0. halt - Stop program execution immediately and permanently

1. jmp V1 - Jump

   • Change program counter to the value of V1
   • Addresses are treated the same as constants. Derreferences are treated as pointers to the address containing the program counter to set.

2. skpz C1 - Skip plus if zero

   • If _ZF has the value 0, add C1+1 to program counter.

3. skmz C1 - Skip minus if zero

   • If _ZF has the value 0, substract (C1+1) from program counter.

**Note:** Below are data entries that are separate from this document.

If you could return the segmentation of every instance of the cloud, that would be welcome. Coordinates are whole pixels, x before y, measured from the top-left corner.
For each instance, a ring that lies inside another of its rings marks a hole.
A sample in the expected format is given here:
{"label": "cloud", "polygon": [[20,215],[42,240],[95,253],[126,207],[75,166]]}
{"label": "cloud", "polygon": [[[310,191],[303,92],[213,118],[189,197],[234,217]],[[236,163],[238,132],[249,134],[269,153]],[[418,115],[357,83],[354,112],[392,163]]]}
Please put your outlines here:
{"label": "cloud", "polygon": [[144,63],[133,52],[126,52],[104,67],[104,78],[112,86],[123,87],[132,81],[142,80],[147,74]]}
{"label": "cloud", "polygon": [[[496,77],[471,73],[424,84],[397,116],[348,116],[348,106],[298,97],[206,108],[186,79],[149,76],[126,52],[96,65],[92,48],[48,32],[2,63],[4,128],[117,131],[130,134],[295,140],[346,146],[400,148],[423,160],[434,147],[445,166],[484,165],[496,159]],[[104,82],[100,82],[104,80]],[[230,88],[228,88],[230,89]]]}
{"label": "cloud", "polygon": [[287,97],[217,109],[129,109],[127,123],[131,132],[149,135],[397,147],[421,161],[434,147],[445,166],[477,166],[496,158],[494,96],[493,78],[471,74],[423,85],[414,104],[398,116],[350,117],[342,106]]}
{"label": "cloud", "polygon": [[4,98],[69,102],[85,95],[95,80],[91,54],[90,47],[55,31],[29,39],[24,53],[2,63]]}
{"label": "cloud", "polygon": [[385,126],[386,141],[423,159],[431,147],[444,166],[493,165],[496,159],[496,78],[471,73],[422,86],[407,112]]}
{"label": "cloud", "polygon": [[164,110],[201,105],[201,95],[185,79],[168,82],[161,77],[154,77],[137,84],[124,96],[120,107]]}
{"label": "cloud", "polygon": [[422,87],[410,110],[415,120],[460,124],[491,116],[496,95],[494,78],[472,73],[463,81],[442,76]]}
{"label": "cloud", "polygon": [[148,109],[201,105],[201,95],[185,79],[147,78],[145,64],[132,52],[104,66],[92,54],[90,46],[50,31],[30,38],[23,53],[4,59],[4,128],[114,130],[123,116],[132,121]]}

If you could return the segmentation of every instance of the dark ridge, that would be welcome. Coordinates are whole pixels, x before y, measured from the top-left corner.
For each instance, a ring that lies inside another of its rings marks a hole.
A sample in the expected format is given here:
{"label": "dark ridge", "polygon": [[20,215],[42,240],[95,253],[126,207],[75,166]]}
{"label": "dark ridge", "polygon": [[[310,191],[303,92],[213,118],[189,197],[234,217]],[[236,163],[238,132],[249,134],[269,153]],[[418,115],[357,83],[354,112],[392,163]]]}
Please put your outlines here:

4. set R1 V2 - Copy the value of V2 to the address of R1.

5. add R1 V2 - Addition

   • Perform addition between the value of R1 and V2.
   • Put the result into the address of R1.
   • If the value 0 was written to the address of R1, set _ZF to 0.
   • Otherwise, set _ZF to 1.
   • If the operation results in overflow, set _CF to 1.
   • Otherwise, set _CF to 0.

6. sub R1 V2 - Substraction

   • Perform substraction between the value of R1 and V2.
   • Put the result into the address of R1.
   • If the value 0 was written to the address of R1, set _ZF to 0.
   • Otherwise, set _ZF to 1.
   • If the operation results in overflow, set _CF to 1.
   • Otherwise, set _CF to 0.

7. and R1 V2 - Binary And

   • Perform binary AND with the value of R1 and V2.
   • Put the result into the address of R1.
   • If the value 0 was written to the address of R1, set _ZF to 0.
   • Otherwise, set _ZF to 1.

8. or R1 V2 - Inclusive Or

   • Perform inclusive OR with the value of R1 and V2.
   • Put the result into the address of R1.
   • If the value 0 was written to the address of R1, set _ZF to 0.
   • Otherwise, set _ZF to 1.

9. xor R1 V2 - Exclusive Or

   • Perform exclusive OR with the value of R1 and V2.
   • Put the result into the address of R1.
   • If the value 0 was written to the address of R1, set _ZF to 0.
   • Otherwise, set _ZF to 1.

10. shift R1 V2 - Bitshift

    • If the value of V2 is 0x00-0x0F, bitshift the value of R1 LEFT by V2 bits.
    • If the value of V2 is 0x10-0x1F, bitshift the value of R1 RIGHT by (V2-0x10) bits.
    • If the value of V2 is greater than 0x1F, the value of R1 remains unchanged.
    • Put the result into the address of R1.
    • If the value 0 was written to the address of R1, set _ZF to 0.
    • Otherwise, set _ZF to 1.

11. cmp V1 V2 - Comparison

    • Perform substraction between the value of V1 and V2.
    • If the value 0 was written to the address of R1, set _ZF to 0.
    • Otherwise, set _ZF to 1.
    • If the operation results in underflow, set _CF to 1.
    • Otherwise, set _CF to 0.

12. func C1

    • Writes down (preferrably in a place not normally addressable) the program counter as (start of subroutine C1).
    • Moves the program counter to directly after the closest ret instruction.

13. ret C1 C2

    • Marks the end of subroutine C1.
    • When reached, the current stack frame is deleted.
    • Afterwards, the program counter is set to the return address.

14. call C1 C2

    • Move program counter to (start of subroutine C1)+1.
    • Creates a new stack frame by increasing the stack pointer at (High octet of C2)*256.
    • The stack frame has size (Low octet of C2 + 1) in memory cells.
    • The first memory cell of the stack frame is the return address.
    • The return address is written down as the program counter corresponding to the instruction after this one.

15. frame R1 C2

    • Get current stack frame information
    • (High octet of C2)*256 is the start address of the stack.
    • (Low octet of C2 + 1) is the size in memory cells of each stack frame.
    • The address of the current stack frame is deposited as a 16-bit number to the address R1.